This article originally appeared on NexPet.
Stay indoors with the AC … always an option.
Take water with you on your walk, for both of you. After a walk, a bowl of ice cubes will help your dog cool off without gulping water. Reflective mesh tarps deflect heat and create a breezy, shady cool spot. Some dogs love to hang out in a kiddie swimming pool — others just dig themselves a cool spot in the dirt under some bushes.
Toys that can be water soaked and frozen chews are popular with many dogs, along with cool collars that can be water-soaked.
If you are out on the water, consider both goggles and a float jacket for your pet. Be sure to bring fresh water and don’t allow too much wild play in the salt water.

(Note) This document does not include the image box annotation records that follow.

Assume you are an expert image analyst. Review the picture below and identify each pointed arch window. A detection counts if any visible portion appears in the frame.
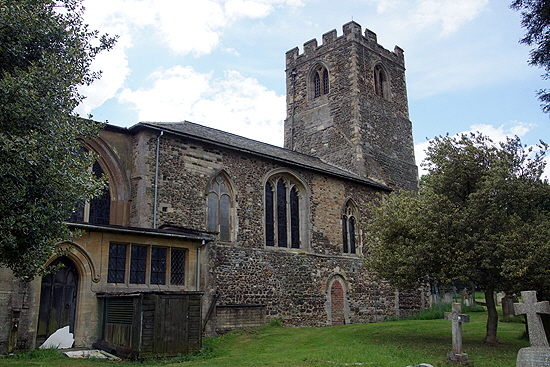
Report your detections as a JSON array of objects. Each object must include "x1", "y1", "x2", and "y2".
[
  {"x1": 311, "y1": 65, "x2": 330, "y2": 98},
  {"x1": 342, "y1": 202, "x2": 357, "y2": 254},
  {"x1": 206, "y1": 174, "x2": 232, "y2": 242},
  {"x1": 69, "y1": 161, "x2": 111, "y2": 224},
  {"x1": 374, "y1": 64, "x2": 390, "y2": 99},
  {"x1": 265, "y1": 176, "x2": 305, "y2": 248}
]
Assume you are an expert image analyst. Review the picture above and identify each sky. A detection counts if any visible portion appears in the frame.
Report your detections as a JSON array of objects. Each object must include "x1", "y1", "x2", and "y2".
[{"x1": 77, "y1": 0, "x2": 550, "y2": 178}]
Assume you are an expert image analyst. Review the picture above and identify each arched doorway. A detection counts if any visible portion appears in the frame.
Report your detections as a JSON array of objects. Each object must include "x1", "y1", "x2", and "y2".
[
  {"x1": 36, "y1": 256, "x2": 78, "y2": 345},
  {"x1": 330, "y1": 279, "x2": 346, "y2": 325}
]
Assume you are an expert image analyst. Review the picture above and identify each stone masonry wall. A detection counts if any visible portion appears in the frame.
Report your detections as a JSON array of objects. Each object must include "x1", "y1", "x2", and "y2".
[
  {"x1": 285, "y1": 22, "x2": 417, "y2": 189},
  {"x1": 132, "y1": 128, "x2": 424, "y2": 328}
]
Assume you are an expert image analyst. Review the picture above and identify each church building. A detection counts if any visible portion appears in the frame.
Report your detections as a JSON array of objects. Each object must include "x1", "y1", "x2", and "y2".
[{"x1": 0, "y1": 22, "x2": 423, "y2": 356}]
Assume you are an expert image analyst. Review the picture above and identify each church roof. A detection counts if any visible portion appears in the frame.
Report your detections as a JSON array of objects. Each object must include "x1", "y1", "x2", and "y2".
[{"x1": 134, "y1": 121, "x2": 391, "y2": 191}]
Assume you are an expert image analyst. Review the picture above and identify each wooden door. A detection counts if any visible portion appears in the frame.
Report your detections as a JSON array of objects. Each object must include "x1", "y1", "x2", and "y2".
[{"x1": 36, "y1": 256, "x2": 78, "y2": 345}]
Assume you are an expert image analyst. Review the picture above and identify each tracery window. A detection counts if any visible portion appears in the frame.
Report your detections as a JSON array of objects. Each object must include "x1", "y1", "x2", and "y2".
[
  {"x1": 374, "y1": 64, "x2": 390, "y2": 99},
  {"x1": 311, "y1": 65, "x2": 330, "y2": 98},
  {"x1": 206, "y1": 173, "x2": 231, "y2": 242},
  {"x1": 342, "y1": 201, "x2": 357, "y2": 254},
  {"x1": 107, "y1": 243, "x2": 187, "y2": 285},
  {"x1": 265, "y1": 176, "x2": 305, "y2": 248}
]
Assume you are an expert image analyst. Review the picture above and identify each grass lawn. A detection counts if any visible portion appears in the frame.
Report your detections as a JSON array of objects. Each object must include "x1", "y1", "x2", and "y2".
[{"x1": 0, "y1": 312, "x2": 529, "y2": 367}]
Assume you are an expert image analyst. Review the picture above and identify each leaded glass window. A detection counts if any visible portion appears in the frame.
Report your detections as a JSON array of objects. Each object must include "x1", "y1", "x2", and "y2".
[
  {"x1": 265, "y1": 175, "x2": 303, "y2": 248},
  {"x1": 265, "y1": 182, "x2": 275, "y2": 246},
  {"x1": 374, "y1": 65, "x2": 389, "y2": 99},
  {"x1": 107, "y1": 243, "x2": 126, "y2": 283},
  {"x1": 342, "y1": 201, "x2": 356, "y2": 254},
  {"x1": 310, "y1": 65, "x2": 330, "y2": 98},
  {"x1": 170, "y1": 249, "x2": 185, "y2": 285},
  {"x1": 207, "y1": 174, "x2": 231, "y2": 242},
  {"x1": 130, "y1": 245, "x2": 147, "y2": 284},
  {"x1": 151, "y1": 247, "x2": 166, "y2": 284}
]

Heatstroke results from a dog becoming overheated and is a medical emergency.. Signs include:
- Excessive or loud panting
- Extreme thirst
- Frequent vomiting
- A bright red tongue and pale gums
- Skin around muzzle or neck doesn’t snap back when pinched
- Thick saliva
- Increased heart rate
First aid for heatstroke — remove the dog from the heat and let them rest in a shaded, breezy area if they cannot be brought indoors. Offer cool water, but do not force. Cool chicken broth can be offered. Ice is not recommended. Cool the dog with a hose — but do not submerse as the shock of over-cooling is not beneficial. Cool water on the pads of the feet and cold packs on the belly and between the hind legs will also help bring the dog’s temperature down. Wipe with cool wet towels, but don’t cover the dog as the towel will trap heat. Get the dog to a vet.
Be aware of outdoor temperatures and your dogs’ activities. Take steps to keep them from overheating before it’s too late.